At year’s end, it is customary to create lists—favorite movies, music, memories of the previous twelve months. So, I thought I’d compile the posts which are most memorable for me in 2019 to reflect on where we’ve been and where we might be going as a people.

Clearly, Donald Trump dominated the year both in the media and in the quotient for emotional exhaustion. Fittingly, then, the first entry in my list was actually a post from last December, Trump’s Overcoat, which recorded—throughout the year—the most page views by far of any entry. I wrote then, “the black overcoat seems to harbor a man in despair…The coat’s fabric seems the only thing to have weight as it shields the President, armor-like, from the American people…Donald Trump’s overcoat has become a symbol of the President’s covering over the truth, diminishing the rule of law, promoting an administration that lacks transparency in governance and shielding him from his own self-destructive proclivities. One can almost feel bad for him. And yet, winter is coming…”

On January 9 (Impeachment—Where Do You Stand?), I prompted readers to consider their position on what was to become the most important political issue of the year. I wrote, “my challenge in this post is [for you] to be prepared: do some research, talk to trusted friends, make a chart of pros and cons, form a cohesive position and then be an advocate for that opinion. It is important that we not shy away from this difficult topic, but rather engage in courageous conversations, listening actively to one another and then be prepared to defend our position before any legislative action takes place…Thoughtful, respectful, caring conversations are just what we need. But first, each of us must figure out where we stand.”

Tragically, 2019 was a year filled with stark and horrific incidents of violence.

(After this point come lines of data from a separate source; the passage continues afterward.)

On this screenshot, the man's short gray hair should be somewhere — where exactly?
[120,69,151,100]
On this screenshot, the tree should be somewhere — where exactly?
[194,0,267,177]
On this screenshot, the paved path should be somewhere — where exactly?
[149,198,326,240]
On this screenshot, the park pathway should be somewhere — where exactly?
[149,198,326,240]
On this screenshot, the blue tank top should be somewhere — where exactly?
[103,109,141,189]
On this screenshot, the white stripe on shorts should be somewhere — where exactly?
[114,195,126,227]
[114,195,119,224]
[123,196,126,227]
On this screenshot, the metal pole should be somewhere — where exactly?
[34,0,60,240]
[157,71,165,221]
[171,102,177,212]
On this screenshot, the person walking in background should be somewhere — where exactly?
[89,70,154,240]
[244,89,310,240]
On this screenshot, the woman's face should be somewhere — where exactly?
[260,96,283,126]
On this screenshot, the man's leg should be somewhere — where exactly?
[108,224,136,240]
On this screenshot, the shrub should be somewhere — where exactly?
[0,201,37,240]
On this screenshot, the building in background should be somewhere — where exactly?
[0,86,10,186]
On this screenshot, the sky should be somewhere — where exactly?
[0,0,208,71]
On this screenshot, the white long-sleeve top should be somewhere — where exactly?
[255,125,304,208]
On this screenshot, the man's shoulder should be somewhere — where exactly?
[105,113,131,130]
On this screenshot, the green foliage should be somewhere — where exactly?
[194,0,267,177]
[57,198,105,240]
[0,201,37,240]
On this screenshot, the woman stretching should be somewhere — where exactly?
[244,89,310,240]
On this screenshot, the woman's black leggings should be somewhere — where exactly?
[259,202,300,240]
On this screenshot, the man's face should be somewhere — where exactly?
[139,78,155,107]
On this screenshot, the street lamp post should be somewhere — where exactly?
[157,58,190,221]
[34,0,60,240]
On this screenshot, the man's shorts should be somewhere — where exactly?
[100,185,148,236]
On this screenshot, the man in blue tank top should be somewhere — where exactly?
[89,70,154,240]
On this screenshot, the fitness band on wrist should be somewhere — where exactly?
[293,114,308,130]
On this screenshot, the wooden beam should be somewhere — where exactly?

On March 20, I wrote about the murderous attack on mosques in Christchurch, New Zealand. “When the gunman first approached the Al Noor mosque, he was greeted from within with two simple words, “Hello, brother.” If there are lessons to take from this horror, they may be embodied in this greeting. The words are simple, but the implications are profound. What does this moment mean for us?

“First, the word—hello—is meant to welcome someone into a conversation or a private space…So, this simple greeting carries with it unspoken courage by welcoming someone in without knowing where that invitation may lead. But when we do not say “hello” we are driven into silos of isolation. Fear increases, beauty is eclipsed, negativity abounds, hope is quashed. Take the risk, therefore, and say ‘hello.’

“The second word—brother—speaks to our commonality as human beings. When we call someone brother or sister without knowing them, it signals a willingness to engage on a basic human level. It is a word that, by definition, implies hope.”

I received countless expressions of support from you throughout the year, though not all my posts were received positively (as it should be). On May 2, Biden’s Presidential Run was the entry that drew the most negative reaction. I expressed doubts about the former Vice President’s latest gambit. I wrote then, “We need heroes in this country. Joe Biden is such a hero in both working class neighborhoods and progressive circles. It is correct that a true hero does not shrink from a fight; but true American heroes must lead with their heads as well as their hearts, and not be seduced by a burning desire for power and position. Even if he is able to stick to the script and run a dignified campaign, there is a great chance that this decent man will become nothing more than fodder for late night comedy and be forever relegated to the scrapheap of those who have been destroyed by Donald Trump.” At this writing, polls continue to support Biden’s decision, but I contend that this story is not yet fully written.

A recurring thread throughout a year of postings revolved around events at our Southern border. July 11, Ongoing Tragedy at the Border was but one occasion when I wrote of both the horror and the hope of this story. “Words fail me. Day after day, I feel mounting anger, shame, frustration. What is unfolding at our southern border becomes increasingly hard to witness and even harder to understand. Is this how far our government has fallen?”

But the post was also hopeful as I spoke of countless volunteers who donate time and treasure to help the migrants who seek asylum in our country. In fact, the post was inspired by members of my church, Union Congregational UCC in Montclair, NJ, who traveled to the border to lend a welcoming presence. Others followed and as I write this post today, yet more volunteers from our church are again in Texas on this mission.

My posts over the past year touched on events both global and deeply personal. The week of September 12 saw more of you respond than in any single week. The post, Arlene Chase—In Memorium, was written on the death of my mom and in celebration of her life. I continue to be grateful for the many expressions of the admiration you expressed for her and the love and support you showed to me.

May the New Year be a blessing to each of you.